A Multi-Layer Phishing Defense Framework for Trusted Cloud Environments


Davis A., Abdelsalam S., GHALEB M. M. S., Gismalla M. S. M., Eltahir E., Hamdan M.

12th International Conference on Big Data Computing, Applications and Technologies-BDCAT, Nantes, Fransa, 1 - 04 Aralık 2025, (Tam Metin Bildiri)

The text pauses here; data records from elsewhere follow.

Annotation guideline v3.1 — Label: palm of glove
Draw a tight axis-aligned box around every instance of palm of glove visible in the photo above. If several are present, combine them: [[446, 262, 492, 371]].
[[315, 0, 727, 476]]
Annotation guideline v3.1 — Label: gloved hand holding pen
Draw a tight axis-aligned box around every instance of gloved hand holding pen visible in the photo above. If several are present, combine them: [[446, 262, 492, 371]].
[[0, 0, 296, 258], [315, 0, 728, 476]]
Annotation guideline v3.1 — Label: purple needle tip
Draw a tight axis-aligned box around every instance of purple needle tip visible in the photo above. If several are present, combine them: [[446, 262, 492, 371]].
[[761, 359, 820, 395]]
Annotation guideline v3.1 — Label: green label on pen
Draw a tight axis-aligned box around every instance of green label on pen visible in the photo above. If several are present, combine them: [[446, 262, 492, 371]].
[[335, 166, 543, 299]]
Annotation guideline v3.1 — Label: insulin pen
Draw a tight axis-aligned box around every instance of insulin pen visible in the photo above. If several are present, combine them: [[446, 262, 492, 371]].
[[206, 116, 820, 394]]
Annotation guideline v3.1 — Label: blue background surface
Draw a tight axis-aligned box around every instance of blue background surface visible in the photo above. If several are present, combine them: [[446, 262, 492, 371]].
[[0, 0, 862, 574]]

  • Yayın Türü: Bildiri / Tam Metin Bildiri
  • Doi Numarası: 10.1145/3773276.3774878
  • Basıldığı Şehir: Nantes
  • Basıldığı Ülke: Fransa
  • Kocaeli Üniversitesi Adresli: Evet

Özet

Phishing attacks remain a persistent threat to the confidentiality and trust of cloud environments, enabling credential theft and unauthorized access to sensitive resources. This paper presents PhishDefender, a multi-layer phishing defense framework that enhances trustworthy cloud services through the integration of ensemble machine learning, policy enforcement, and threat intelligence validation. Built on the UCI Phishing Website dataset, the ensemble model combining Logistic Regression, Random Forest, Gradient Boosting, AdaBoost, XGBoost, Multilayer Perceptron and Deep Neural Network achieved 97.82% accuracy, 97.91% precision, 97.74% recall, 97.82% F1-score and a ROC-AUC of 0.988, with an average inference time of similar to 1.05 seconds. These results demonstrate high separability between legitimate and phishing URLs while maintaining practical performance for deployment in real-time cloud applications. The framework further extends detection outcomes into actionable policy responses (Allow, Alert, Report, Block) verified against external threat feeds, forming a layered defense aligned with zero-trust architecture principles. Its lightweight and modular design enables deployment on standard or cloud-hosted infrastructure, offering a reproducible and scalable approach for organizations seeking to enhance trust, resilience, and compliance in distributed cloud ecosystems.